No one is likely to complain that Fritz Lang’s long-lost 1920 “Four Around a Woman,” discovered only last year in Brazil and now launching the County Museum of Art and the Goethe Institute’s “Aspects of German Expressionism,” is in fact not in the bold Expressionist style that Lang would soon adopt. A chance to see a Lang film believed forever lost is cause for celebration, and it offers a rare glimpse into the director’s earliest period.
“Four Around a Woman,” a romantic melodrama adapted by Thea von Harbou (who became Mrs. Lang the same year) and Lang from a script by Rolf E. Vanloo, shows the director to be already a master of using the resources of the camera to reveal complicated sequences of events. In essence the film is about a corrupt and jealous Berlin stockbroker (Ludwig Hartau) redeemed by the love of the wife (Carola Toelle) he wrongly suspected of infidelity in the first place. What intrigues Lang is not this conventional tale but the expression of differing “Rashomon"-like views of an incident that occurred the day the couple became engaged.
Astonishingly well preserved, “Four Around a Woman” with its rich, sharp sepia imagery, offers a sophisticated, cynical view of post-World War I German society in which the luxury of Berlin’s Tiergartenstrasse has closer connections to the “Lower Depths” quarters of the impoverished and the desperate than most would care to acknowledge. (It’s a view of society that Lang would continue to express throughout his career.) “Four Around a Woman” is a small gem, and it will be presented with a live translation of its German intertitles and live organ accompaniment by Robert Israel.
Playing with “Four Around a Woman,” tonight at 8 in LACMA’s Bing Theater, is “The Cabinet of Dr. Caligari” (1919), a film that Lang helped plan but whose schedule prevented from directing.

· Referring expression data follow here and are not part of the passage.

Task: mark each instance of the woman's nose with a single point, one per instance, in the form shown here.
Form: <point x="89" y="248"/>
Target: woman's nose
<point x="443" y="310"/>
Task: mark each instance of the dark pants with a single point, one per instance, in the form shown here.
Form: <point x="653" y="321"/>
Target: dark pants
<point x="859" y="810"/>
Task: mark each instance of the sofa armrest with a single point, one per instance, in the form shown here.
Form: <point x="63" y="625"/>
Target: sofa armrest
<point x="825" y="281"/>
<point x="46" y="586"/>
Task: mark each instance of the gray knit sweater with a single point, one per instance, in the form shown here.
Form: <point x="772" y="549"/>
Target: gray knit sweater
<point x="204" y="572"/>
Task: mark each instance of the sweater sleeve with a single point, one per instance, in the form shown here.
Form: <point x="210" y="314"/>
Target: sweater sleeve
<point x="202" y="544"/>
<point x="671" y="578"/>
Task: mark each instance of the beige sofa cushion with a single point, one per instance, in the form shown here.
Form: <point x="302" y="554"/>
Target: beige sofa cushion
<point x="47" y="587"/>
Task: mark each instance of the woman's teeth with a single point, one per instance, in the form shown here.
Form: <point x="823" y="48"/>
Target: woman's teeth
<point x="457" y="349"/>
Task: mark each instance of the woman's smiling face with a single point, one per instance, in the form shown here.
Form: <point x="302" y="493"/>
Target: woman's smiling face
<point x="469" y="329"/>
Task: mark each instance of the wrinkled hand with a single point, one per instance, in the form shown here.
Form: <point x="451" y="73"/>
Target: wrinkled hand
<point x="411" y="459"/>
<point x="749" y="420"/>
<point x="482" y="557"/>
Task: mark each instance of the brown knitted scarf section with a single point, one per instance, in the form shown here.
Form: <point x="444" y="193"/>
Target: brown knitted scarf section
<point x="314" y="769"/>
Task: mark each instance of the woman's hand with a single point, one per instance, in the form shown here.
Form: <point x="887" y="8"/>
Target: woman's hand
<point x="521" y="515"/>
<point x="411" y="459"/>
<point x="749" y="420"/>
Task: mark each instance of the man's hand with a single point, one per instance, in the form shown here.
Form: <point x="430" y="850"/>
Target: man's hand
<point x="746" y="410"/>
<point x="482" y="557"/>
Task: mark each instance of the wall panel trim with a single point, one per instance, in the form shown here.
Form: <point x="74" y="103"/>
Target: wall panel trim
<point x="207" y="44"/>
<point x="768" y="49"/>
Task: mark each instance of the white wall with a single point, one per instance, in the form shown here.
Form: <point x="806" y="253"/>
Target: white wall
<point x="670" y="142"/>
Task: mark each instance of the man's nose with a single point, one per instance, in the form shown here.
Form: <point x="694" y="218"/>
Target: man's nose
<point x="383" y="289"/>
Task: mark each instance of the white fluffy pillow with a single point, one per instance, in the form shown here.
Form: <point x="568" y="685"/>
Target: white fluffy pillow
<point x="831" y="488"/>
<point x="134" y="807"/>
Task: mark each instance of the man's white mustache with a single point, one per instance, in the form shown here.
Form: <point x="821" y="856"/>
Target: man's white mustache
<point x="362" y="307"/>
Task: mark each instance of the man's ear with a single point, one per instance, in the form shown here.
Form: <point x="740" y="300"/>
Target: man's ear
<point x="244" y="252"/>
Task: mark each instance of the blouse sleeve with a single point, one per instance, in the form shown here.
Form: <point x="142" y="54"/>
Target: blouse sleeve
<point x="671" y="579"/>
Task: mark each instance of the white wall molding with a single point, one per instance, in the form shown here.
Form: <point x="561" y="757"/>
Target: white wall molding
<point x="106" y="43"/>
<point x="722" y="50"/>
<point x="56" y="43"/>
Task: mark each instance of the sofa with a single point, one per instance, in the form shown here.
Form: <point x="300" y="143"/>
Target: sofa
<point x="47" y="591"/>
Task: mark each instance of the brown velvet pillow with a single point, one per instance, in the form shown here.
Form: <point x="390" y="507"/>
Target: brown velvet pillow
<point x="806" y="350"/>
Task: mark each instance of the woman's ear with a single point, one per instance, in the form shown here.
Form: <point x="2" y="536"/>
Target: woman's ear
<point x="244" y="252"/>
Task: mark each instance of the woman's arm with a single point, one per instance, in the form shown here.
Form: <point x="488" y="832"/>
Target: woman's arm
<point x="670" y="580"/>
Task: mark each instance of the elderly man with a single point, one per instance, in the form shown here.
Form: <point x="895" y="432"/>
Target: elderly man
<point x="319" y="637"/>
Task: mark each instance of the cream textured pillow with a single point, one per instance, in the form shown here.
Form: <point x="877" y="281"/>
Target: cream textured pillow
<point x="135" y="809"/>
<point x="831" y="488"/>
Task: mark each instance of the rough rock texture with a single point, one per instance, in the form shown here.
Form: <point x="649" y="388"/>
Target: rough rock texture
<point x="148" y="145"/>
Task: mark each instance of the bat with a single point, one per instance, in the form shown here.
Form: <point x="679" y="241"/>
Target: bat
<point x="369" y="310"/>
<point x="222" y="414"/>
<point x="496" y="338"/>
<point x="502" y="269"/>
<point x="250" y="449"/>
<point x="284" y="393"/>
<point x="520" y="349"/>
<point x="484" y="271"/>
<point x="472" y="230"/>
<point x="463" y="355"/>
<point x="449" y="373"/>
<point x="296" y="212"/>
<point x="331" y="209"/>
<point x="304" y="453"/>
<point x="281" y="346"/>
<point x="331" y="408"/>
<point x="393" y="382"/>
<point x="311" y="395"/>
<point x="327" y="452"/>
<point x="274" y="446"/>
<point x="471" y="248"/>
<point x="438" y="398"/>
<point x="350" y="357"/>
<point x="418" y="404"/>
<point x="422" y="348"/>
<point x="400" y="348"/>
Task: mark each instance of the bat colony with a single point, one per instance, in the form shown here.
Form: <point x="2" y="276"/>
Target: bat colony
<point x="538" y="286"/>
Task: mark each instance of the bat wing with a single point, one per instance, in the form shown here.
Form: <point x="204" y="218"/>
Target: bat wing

Information: (213) 857-6010.
The UCLA Film Archive in association with the Independent Feature Project/West is presenting in Melnitz Theater tonight and Friday at 7:30 Rob Tregenza’s “Talking to Strangers,” which is composed of nine 10-minute continuous shots. (Hitchcock did this in “Rope.”) Each is a vignette in the life of Jesse (Ken Gruz), a young would-be Baltimore writer. Tregenza trusts the camera’s powers of observation and capacity for expressive movement, but his intense sense of the visual is too often at odds with the theatricality of the individual episodes; too much of the time he takes us into a very real world with very real and unsettling situations and incidents only to render them artificial by dialogue and acting that cry out for a proscenium. (A sequence involving a terrorist takeover of a bus is especially unconvincing.) It’s therefore not surprising that the opening and closing sequences are the most effective because they are silent.